Legs : définition juridique, trois formes et fiscalité pour le légataire
Un legs est une libéralité testamentaire qui permet de transmettre tout ou partie de ses biens à une ou plusieurs personnes après son décès. Régi par le Code civil (articles 1002 et suivants), le legs prend effet uniquement au décès du testateur et nécessite l'établissement d'un testament valable. Le bénéficiaire d'un legs est appelé légataire. Contrairement à la donation, qui produit ses effets du vivant du donateur, le legs ne devient effectif qu'après le décès. Le legs permet de gratifier une personne qui n'aurait pas hérité selon les règles légales de la succession ou d'augmenter la part d'un héritier.
Qu'est-ce qu'un legs ? Définition en droit français
Un legs est une libéralité décidée par testament, qui permet de transmettre à titre gratuit tout ou partie de ses biens à un ou plusieurs bénéficiaires au décès du testateur. Juridiquement, le legs est défini par l'article 1002 du Code civil comme une disposition testamentaire par laquelle le testateur transmet des biens pour le temps où il n'existera plus.
Le legs se distingue de la succession ab intestat (sans testament), où les biens sont répartis selon les règles légales de dévolution successorale. Il permet au testateur d'organiser librement la transmission de son patrimoine, dans les limites fixées par la loi, notamment le respect de la réserve héréditaire des héritiers réservataires.
Le terme "légataire" désigne la personne qui reçoit le legs. La prononciation [lɛg] est la plus couramment utilisée, bien que [lɛ] (comme "lait") soit également admise.
Le legs ne peut exister qu'à travers un testament valablement rédigé. Sans testament, aucun legs ne peut prendre effet, et la succession suit obligatoirement les règles légales.

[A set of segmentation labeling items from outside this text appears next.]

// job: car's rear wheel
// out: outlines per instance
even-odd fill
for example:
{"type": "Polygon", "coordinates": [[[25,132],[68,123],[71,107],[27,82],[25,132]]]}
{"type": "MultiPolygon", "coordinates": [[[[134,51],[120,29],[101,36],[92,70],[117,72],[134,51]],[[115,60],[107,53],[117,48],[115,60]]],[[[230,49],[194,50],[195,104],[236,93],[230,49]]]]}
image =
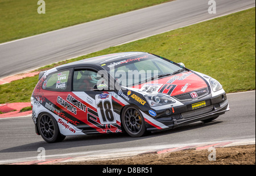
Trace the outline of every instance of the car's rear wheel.
{"type": "Polygon", "coordinates": [[[125,107],[122,113],[122,122],[125,131],[130,136],[141,137],[146,134],[144,118],[137,108],[125,107]]]}
{"type": "Polygon", "coordinates": [[[47,143],[61,141],[65,139],[65,136],[60,134],[57,122],[52,115],[47,113],[41,114],[38,122],[40,134],[47,143]]]}

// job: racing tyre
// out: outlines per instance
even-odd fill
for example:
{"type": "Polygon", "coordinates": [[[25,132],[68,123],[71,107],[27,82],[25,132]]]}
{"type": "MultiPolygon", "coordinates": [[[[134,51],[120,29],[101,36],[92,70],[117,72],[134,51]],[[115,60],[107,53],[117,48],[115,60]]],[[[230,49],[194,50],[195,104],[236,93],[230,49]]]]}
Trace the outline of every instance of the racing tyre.
{"type": "Polygon", "coordinates": [[[122,113],[122,122],[125,131],[131,137],[141,137],[146,134],[144,118],[135,107],[125,108],[122,113]]]}
{"type": "Polygon", "coordinates": [[[65,139],[65,136],[60,134],[57,122],[52,115],[44,113],[38,118],[38,122],[40,134],[47,143],[61,141],[65,139]]]}
{"type": "Polygon", "coordinates": [[[204,123],[210,122],[212,122],[212,121],[215,120],[215,119],[216,119],[216,118],[217,118],[218,117],[218,116],[214,117],[212,117],[212,118],[208,118],[208,119],[205,119],[205,120],[202,121],[202,122],[204,122],[204,123]]]}

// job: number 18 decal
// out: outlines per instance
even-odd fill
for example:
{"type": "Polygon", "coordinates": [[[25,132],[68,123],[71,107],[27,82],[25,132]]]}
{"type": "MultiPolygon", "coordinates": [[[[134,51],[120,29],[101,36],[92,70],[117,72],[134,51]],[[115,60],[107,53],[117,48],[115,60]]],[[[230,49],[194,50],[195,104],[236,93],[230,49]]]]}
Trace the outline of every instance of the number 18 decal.
{"type": "Polygon", "coordinates": [[[107,93],[96,95],[95,100],[101,123],[116,123],[112,107],[112,95],[107,93]]]}

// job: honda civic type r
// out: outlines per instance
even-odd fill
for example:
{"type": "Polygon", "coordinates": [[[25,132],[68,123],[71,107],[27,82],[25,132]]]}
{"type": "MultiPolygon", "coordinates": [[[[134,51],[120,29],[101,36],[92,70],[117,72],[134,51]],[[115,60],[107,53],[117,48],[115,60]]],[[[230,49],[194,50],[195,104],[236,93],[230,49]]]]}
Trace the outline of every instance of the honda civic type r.
{"type": "Polygon", "coordinates": [[[66,136],[171,129],[229,110],[220,83],[182,63],[143,52],[115,53],[39,74],[31,96],[37,134],[66,136]]]}

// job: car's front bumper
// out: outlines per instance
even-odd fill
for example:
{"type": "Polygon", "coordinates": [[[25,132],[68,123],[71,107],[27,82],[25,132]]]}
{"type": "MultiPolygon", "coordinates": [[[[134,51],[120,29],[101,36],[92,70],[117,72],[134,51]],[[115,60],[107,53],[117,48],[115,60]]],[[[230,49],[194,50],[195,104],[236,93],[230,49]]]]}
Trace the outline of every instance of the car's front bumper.
{"type": "MultiPolygon", "coordinates": [[[[190,110],[187,108],[188,106],[184,105],[177,109],[179,113],[154,119],[166,127],[162,130],[167,130],[216,117],[230,110],[226,98],[225,100],[221,99],[220,96],[208,99],[210,103],[208,106],[195,110],[190,110]],[[186,110],[183,111],[184,109],[186,110]]],[[[156,128],[152,124],[147,123],[146,126],[148,131],[159,130],[159,128],[156,128]]]]}

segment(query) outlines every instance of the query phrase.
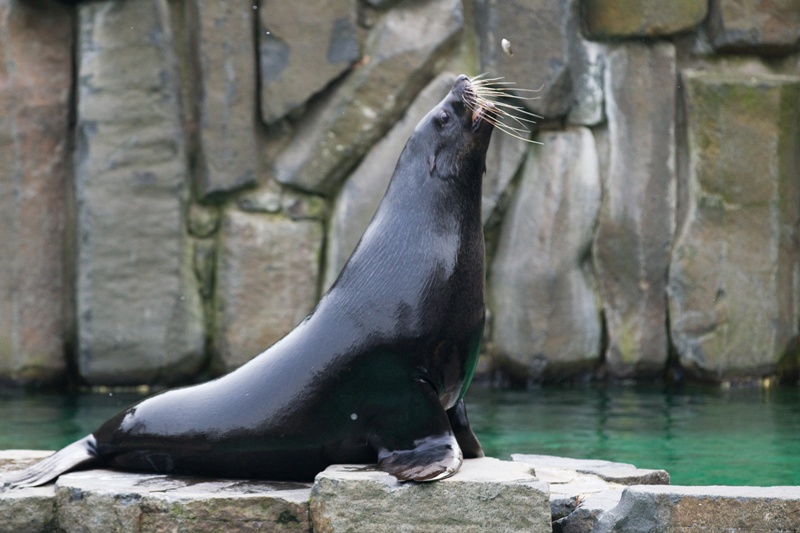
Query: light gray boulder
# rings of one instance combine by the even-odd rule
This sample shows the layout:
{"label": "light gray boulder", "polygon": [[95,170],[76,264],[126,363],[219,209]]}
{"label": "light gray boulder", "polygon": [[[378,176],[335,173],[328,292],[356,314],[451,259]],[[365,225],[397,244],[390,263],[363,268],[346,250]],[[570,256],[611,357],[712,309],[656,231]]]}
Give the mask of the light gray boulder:
{"label": "light gray boulder", "polygon": [[254,2],[190,0],[197,46],[196,190],[201,198],[255,183],[259,120]]}
{"label": "light gray boulder", "polygon": [[[478,0],[475,23],[480,43],[481,71],[536,93],[524,105],[544,117],[566,115],[573,101],[569,64],[570,40],[577,37],[577,0]],[[511,43],[513,55],[501,42]]]}
{"label": "light gray boulder", "polygon": [[56,482],[67,533],[211,533],[311,530],[310,486],[90,470]]}
{"label": "light gray boulder", "polygon": [[791,53],[800,49],[800,1],[710,0],[706,32],[718,52]]}
{"label": "light gray boulder", "polygon": [[637,485],[604,515],[594,533],[652,531],[797,531],[799,487]]}
{"label": "light gray boulder", "polygon": [[587,128],[548,132],[530,149],[488,283],[497,363],[515,381],[598,363],[602,328],[589,249],[600,205]]}
{"label": "light gray boulder", "polygon": [[675,49],[619,45],[606,56],[607,164],[593,246],[617,378],[660,376],[667,361],[666,279],[675,232]]}
{"label": "light gray boulder", "polygon": [[275,179],[331,195],[433,78],[463,27],[459,0],[406,2],[370,31],[365,60],[298,122]]}
{"label": "light gray boulder", "polygon": [[217,371],[241,366],[281,339],[317,302],[322,224],[226,211],[217,250]]}
{"label": "light gray boulder", "polygon": [[203,362],[204,332],[167,2],[78,14],[78,371],[92,384],[180,381]]}
{"label": "light gray boulder", "polygon": [[759,378],[798,340],[800,77],[683,82],[689,207],[670,268],[672,341],[695,374]]}
{"label": "light gray boulder", "polygon": [[0,2],[0,382],[67,366],[72,20],[58,2]]}
{"label": "light gray boulder", "polygon": [[264,2],[258,15],[267,124],[304,105],[361,57],[353,0]]}
{"label": "light gray boulder", "polygon": [[592,39],[655,37],[687,31],[707,12],[707,0],[583,0],[583,27]]}
{"label": "light gray boulder", "polygon": [[455,475],[434,483],[331,466],[317,475],[310,509],[317,533],[552,531],[547,484],[529,466],[488,457],[467,459]]}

Quelles sont les trois formes de legs ?
Le Code civil distingue trois types de legs, chacun portant sur une étendue différente du patrimoine transmis. Cette classification, consacrée par l'article 1002 du Code civil, permet au testateur d'adapter sa volonté à sa situation familiale et patrimoniale.
Le legs universel (art. 1003 Code civil)
Le legs universel confère au légataire vocation à recueillir l'intégralité des biens, droits et actions que le testateur laisse à son décès. L'article 1003 du Code civil définit le legs universel comme la disposition testamentaire par laquelle le testateur donne à une ou plusieurs personnes l'universalité des biens qu'il laissera à son décès.
En présence d'héritiers réservataires (descendants ou, en l'absence de descendants, conjoint survivant non divorcé), le légataire universel ne peut recevoir que la quotité disponible, c'est-à-dire la part dont le testateur peut librement disposer sans porter atteinte à la réserve héréditaire.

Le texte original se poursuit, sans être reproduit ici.